We haven't done that yet. Any last words of advice? Generic? Specific? No I mean, you know, the tools, and facilitating use, and promoting it. Promoting it. We have to be just talking to people.
So what we're going to do next is, at the end of this recording, we're going to hopefully have some people in the audience, and we're going to try to engage in a bit of a brainstorm about what we could do. And I'm hoping that people who came to this session have an interest in audio and video. If I'm completely honest, I'm hoping we find some of those fresh recruits from the audience.
So please don't log off, still come, you don't have to do it. So we're going to be talking about how the recommended practice can be promoted. As we've mentioned, speaking engagements by stakeholders and events with NISO, direct outreach. So we would like to talk about this a little bit more detail, maybe come up with some talks that we could do together. We wanted to talk about some potential barriers to adoption and some of it might be the systems.

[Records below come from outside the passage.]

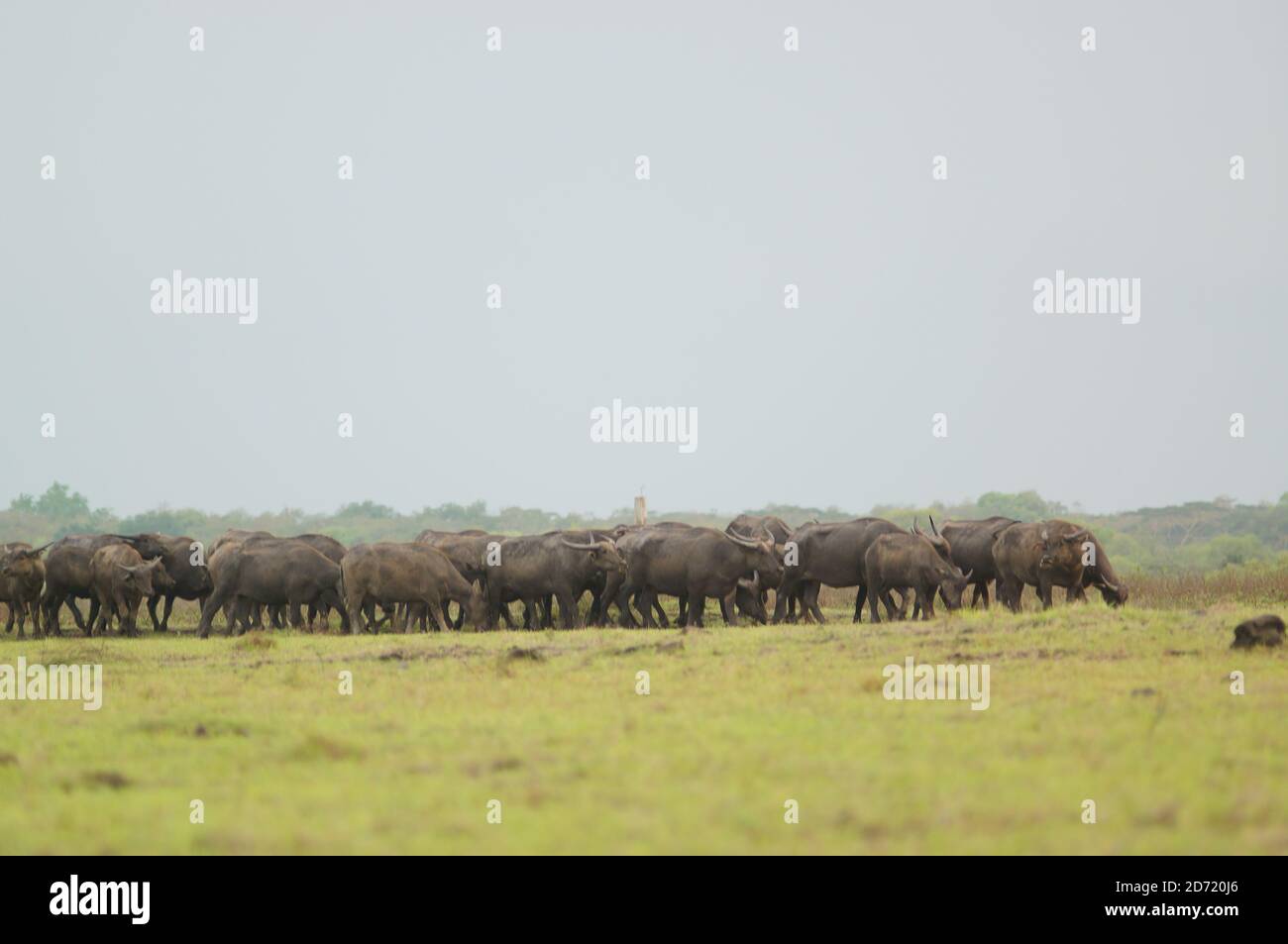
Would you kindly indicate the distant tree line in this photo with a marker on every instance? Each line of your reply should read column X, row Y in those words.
column 1196, row 536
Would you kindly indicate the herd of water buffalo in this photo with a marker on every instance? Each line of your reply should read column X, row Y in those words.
column 256, row 578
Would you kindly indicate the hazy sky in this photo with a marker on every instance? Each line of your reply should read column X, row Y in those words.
column 518, row 167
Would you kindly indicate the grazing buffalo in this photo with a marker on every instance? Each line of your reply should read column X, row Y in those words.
column 1099, row 574
column 629, row 540
column 67, row 574
column 121, row 578
column 781, row 532
column 271, row 574
column 694, row 563
column 557, row 565
column 831, row 554
column 406, row 574
column 1051, row 554
column 468, row 550
column 898, row 562
column 22, row 576
column 971, row 549
column 188, row 579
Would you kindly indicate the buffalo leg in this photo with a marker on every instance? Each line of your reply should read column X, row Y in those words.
column 858, row 603
column 726, row 607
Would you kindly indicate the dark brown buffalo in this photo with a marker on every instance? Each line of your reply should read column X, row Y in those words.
column 1100, row 575
column 1050, row 554
column 756, row 526
column 189, row 581
column 406, row 574
column 121, row 578
column 831, row 554
column 629, row 539
column 67, row 574
column 271, row 574
column 535, row 567
column 22, row 576
column 897, row 562
column 695, row 565
column 468, row 550
column 971, row 549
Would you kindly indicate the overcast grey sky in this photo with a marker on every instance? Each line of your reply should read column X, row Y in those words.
column 768, row 167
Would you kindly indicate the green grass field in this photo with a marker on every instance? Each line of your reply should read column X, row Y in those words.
column 1131, row 708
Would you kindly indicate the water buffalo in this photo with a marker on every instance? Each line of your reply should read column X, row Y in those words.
column 22, row 576
column 971, row 543
column 1102, row 576
column 629, row 540
column 829, row 554
column 781, row 532
column 898, row 561
column 67, row 574
column 406, row 574
column 271, row 574
column 695, row 565
column 555, row 565
column 188, row 581
column 1050, row 554
column 468, row 552
column 121, row 578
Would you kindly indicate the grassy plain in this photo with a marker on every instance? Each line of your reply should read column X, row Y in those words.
column 1131, row 708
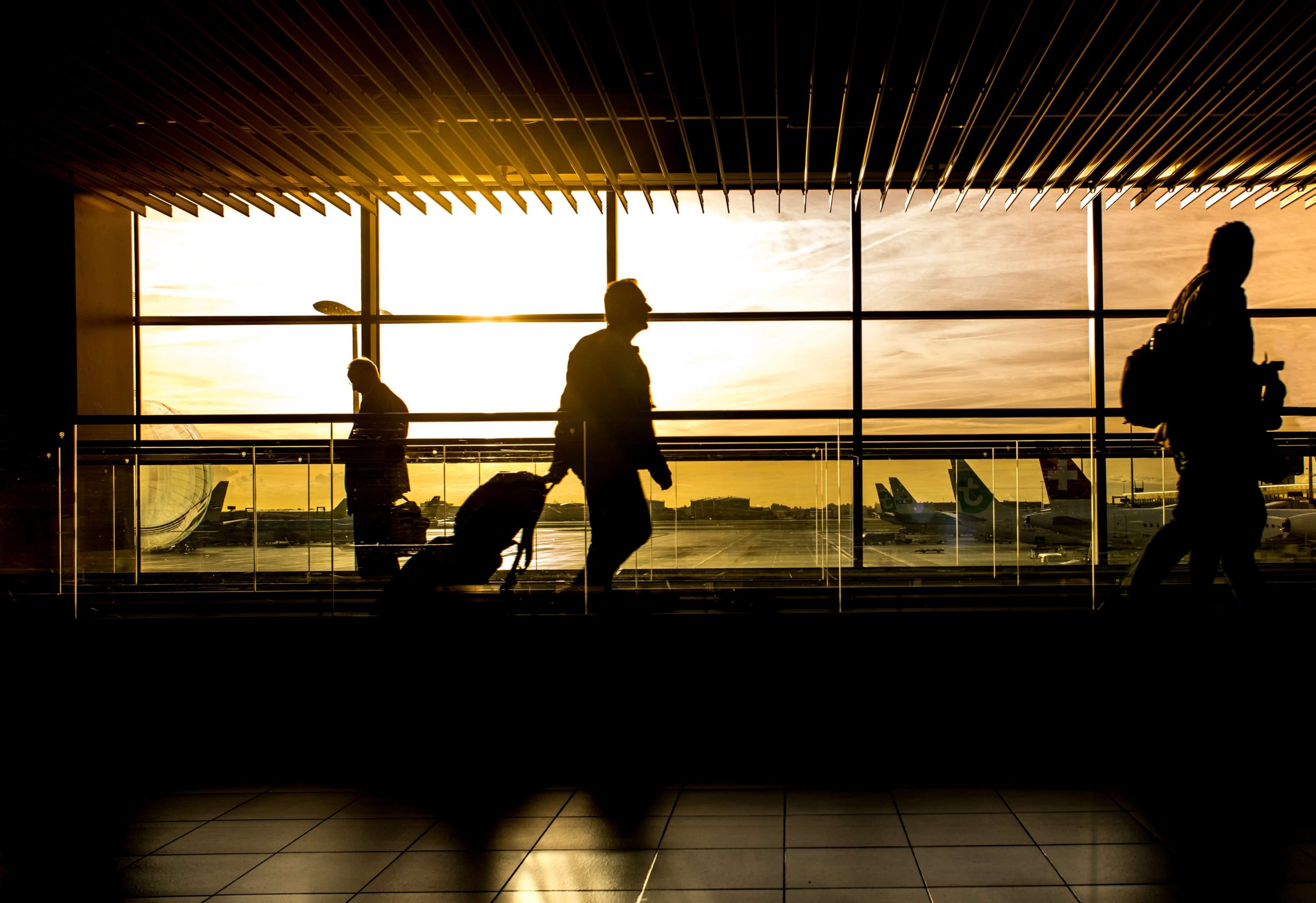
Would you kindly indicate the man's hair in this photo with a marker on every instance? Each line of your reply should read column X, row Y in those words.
column 623, row 299
column 1231, row 247
column 363, row 364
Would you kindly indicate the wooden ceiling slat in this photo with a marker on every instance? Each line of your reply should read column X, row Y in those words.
column 361, row 58
column 237, row 103
column 607, row 106
column 644, row 111
column 336, row 74
column 431, row 97
column 501, row 98
column 541, row 108
column 560, row 79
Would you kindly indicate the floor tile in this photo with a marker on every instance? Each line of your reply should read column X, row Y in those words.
column 448, row 871
column 141, row 838
column 311, row 873
column 836, row 802
column 190, row 807
column 844, row 831
column 422, row 897
column 966, row 830
column 852, row 868
column 360, row 835
column 502, row 835
column 568, row 897
column 981, row 867
column 857, row 895
column 712, row 869
column 172, row 876
column 262, row 836
column 383, row 807
column 938, row 801
column 583, row 871
column 598, row 834
column 589, row 803
column 546, row 803
column 741, row 895
column 1000, row 895
column 290, row 806
column 729, row 802
column 1111, row 864
column 1085, row 828
column 1058, row 801
column 723, row 831
column 1127, row 894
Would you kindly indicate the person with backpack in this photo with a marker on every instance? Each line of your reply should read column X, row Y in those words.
column 375, row 470
column 1215, row 426
column 606, row 433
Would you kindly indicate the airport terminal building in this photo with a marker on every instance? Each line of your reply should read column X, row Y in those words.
column 897, row 259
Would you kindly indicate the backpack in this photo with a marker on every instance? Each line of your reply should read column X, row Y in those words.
column 486, row 526
column 1150, row 374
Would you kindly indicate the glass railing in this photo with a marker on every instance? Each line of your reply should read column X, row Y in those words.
column 269, row 523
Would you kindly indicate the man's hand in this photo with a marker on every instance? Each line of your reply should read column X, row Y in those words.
column 661, row 474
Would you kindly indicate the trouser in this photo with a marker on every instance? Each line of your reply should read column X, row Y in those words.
column 375, row 557
column 1219, row 519
column 619, row 523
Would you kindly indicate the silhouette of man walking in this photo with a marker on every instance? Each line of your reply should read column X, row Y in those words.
column 1216, row 432
column 375, row 470
column 607, row 435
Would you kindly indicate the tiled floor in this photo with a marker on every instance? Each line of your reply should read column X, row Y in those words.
column 694, row 844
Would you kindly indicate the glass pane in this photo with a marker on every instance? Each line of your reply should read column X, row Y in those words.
column 1150, row 253
column 518, row 366
column 976, row 364
column 249, row 266
column 944, row 260
column 207, row 370
column 490, row 262
column 741, row 260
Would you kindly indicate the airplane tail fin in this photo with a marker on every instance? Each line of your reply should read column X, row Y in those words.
column 972, row 494
column 1065, row 482
column 902, row 494
column 889, row 503
column 215, row 508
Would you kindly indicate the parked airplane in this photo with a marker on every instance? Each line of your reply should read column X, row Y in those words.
column 1003, row 519
column 1129, row 527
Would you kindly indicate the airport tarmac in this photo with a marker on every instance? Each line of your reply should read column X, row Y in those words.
column 706, row 547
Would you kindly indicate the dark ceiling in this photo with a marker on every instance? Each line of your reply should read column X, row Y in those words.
column 264, row 103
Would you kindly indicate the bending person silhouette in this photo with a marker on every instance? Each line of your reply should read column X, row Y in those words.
column 1215, row 433
column 375, row 470
column 607, row 433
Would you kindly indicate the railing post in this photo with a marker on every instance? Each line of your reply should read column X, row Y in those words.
column 1096, row 376
column 857, row 378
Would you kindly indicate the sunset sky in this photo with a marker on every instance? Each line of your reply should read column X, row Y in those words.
column 712, row 261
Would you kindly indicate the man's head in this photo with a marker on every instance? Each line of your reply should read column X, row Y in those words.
column 1231, row 252
column 626, row 307
column 362, row 374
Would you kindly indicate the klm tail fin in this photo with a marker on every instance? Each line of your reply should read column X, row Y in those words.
column 889, row 505
column 1065, row 482
column 215, row 508
column 901, row 493
column 972, row 493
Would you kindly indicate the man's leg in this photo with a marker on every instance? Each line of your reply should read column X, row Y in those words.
column 619, row 524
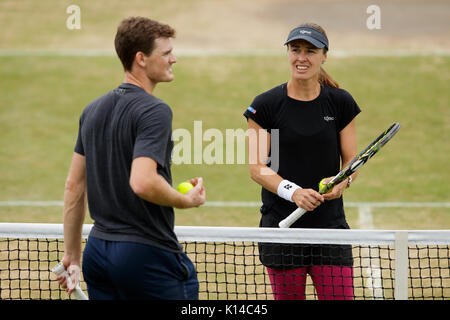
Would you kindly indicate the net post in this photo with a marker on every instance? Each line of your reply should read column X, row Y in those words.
column 401, row 265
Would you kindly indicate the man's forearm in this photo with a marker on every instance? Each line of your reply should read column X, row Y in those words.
column 74, row 214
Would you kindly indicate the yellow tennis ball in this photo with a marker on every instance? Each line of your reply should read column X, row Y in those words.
column 323, row 184
column 184, row 187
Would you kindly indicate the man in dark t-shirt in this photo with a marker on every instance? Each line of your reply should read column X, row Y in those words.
column 122, row 164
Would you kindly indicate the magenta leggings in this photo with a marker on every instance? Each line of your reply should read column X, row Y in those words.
column 330, row 282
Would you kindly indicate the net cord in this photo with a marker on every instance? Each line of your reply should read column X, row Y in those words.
column 271, row 235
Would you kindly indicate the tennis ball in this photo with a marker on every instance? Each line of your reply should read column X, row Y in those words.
column 184, row 187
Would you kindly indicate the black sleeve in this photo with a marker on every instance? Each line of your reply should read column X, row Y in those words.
column 153, row 131
column 348, row 109
column 79, row 147
column 259, row 111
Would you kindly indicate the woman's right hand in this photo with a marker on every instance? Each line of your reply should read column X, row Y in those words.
column 307, row 199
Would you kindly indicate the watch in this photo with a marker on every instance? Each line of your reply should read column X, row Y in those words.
column 349, row 182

So I think we didn't really have the systems listed. Sorry, this is not the systems, the vendors who have the peer review systems, or any systems that the content goes through, those will need to adapt as well. So I think that there's going to be key stakeholders because of the content providers say, hey, this is great, I've got all this metadata, but I've got nowhere to put it in the systems that I use.
I do want to talk a little bit about how early video and audio is because it is despite video being around for quite a long time, it's still kind of emerging in our space. That's what we discover. So a lot of times we start from scratch with the publisher and we have to tell them yes, you don't think that this video metadata is important now, but it will be in the future for that reason.
So I do think that this is important. This recommended practice will be important for this. And then finally, will more work come out of this, the crosswalks? Do we do a schema some point, etc.? That's where we would like to talk about in the Q&A. I think that's it for our panel. So yeah, as you suggested, let's turn it over to our discussion.
And everybody can make their way over on our platform to the discussion forum. We'll take it from there. Thanks, everyone. I appreciate the conversation.